Persistent Systems’ Cloud Relay™ capability extends this agility beyond line-of-sight (BLOS), via satellite, internet, and cellular communications to connect distributed operating forces. Built-in security, as demonstrated by our Commercial Solutions for Classified (CSfC) and NIAP validations, ensures the secure flow of classified data and coalition interoperability. For example, American forces in the Indo-Pacific can seamlessly exchange data with allies and American forces in CENTCOM, while protecting sensitive information.
With a transport agnostic network layer, Wave Relay delivers the DoD’s vision of plug-and-play interoperability: scalable, secure, and ready for joint and allied operations.
Q: How has existing commercial technology already proven its ability to deliver resilient communications at the tactical edge across platforms and services, and maintain connectivity and data flow when primary networks were jammed, degraded, or destroyed by near-peer adversaries?
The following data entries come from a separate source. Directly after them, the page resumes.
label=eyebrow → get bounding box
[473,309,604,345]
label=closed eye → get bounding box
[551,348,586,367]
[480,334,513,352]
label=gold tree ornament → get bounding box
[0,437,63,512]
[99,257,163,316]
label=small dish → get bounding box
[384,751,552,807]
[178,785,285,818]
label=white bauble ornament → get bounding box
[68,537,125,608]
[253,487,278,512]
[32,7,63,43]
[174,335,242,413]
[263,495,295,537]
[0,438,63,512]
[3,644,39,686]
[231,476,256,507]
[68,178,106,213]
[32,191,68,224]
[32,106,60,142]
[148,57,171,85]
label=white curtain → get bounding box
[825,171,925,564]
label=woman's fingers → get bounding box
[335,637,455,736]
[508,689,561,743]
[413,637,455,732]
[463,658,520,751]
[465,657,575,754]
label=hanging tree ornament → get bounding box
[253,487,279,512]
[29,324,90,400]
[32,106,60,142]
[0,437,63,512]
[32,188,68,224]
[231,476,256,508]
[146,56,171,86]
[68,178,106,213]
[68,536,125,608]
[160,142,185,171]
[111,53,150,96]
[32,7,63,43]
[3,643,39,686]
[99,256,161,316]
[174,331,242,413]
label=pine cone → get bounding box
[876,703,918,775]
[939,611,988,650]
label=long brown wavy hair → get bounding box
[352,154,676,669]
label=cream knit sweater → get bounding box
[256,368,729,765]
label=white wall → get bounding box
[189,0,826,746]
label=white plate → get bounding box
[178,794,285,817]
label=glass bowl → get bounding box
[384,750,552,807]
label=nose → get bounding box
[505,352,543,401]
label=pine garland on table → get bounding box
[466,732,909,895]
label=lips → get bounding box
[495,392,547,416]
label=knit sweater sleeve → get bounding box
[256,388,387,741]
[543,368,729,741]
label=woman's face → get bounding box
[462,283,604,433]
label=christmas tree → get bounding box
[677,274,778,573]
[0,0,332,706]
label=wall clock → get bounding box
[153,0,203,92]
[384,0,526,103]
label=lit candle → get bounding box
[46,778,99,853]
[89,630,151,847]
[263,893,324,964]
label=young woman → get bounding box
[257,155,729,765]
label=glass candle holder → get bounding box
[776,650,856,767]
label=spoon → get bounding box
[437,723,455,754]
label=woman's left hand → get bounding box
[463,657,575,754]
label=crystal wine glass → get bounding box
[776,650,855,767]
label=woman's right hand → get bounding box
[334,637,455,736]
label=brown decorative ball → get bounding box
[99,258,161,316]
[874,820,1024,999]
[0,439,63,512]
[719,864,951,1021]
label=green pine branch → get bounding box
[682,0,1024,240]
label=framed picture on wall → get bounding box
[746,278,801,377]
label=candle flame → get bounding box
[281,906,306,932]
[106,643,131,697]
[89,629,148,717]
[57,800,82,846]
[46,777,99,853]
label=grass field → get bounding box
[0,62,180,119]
A: Ongoing conflicts have demonstrated that future conflicts will require the joint force to operate in denied, disrupted, and low-bandwidth environments. From intelligence sharing to logistics, today’s operations increasingly depend on high-bandwidth networks. Importantly, China and Russia have shown their abilities to disrupt those networks. To preserve battlefield dominance, our warfighters need resilient systems that can withstand the EW environment and adapt under increasing pressure.
In the Indo-Pacific, Persistent Systems’ Wave Relay has already been tested under real work conditions and proven its worth. At Valiant Shield 2024, we provided a ‘plug-and-play’ solution, connecting Marine units, Air Force strike assets, Navy ships, autonomous systems, digital fires networks, and allied forces. As airmen and Marines were rapidly deployed throughout Hawaii, Guam, and the First Island Chain, data was shared in real time across a unified, flat network that was accessible anywhere by every warfighter on the network. With no additional gear or integration layer, warfighters benefited from a low cognitive and physical burden.
Additionally, Wave Relay MANET is counter–EW tested in active combat operations. Across three days of rigorous tests against sophisticated EW threats, Wave Relay maintained network connectivity within yards of the jammer. A mature technology, proven for the modern battlefield, our Wave Relay and Cloud Relay technologies are engineered with the end-user in mind. Persistent Systems is well equipped to meet the battlefield’s evolving demands and deliver Joint All-Domain Command and Control (JADC2).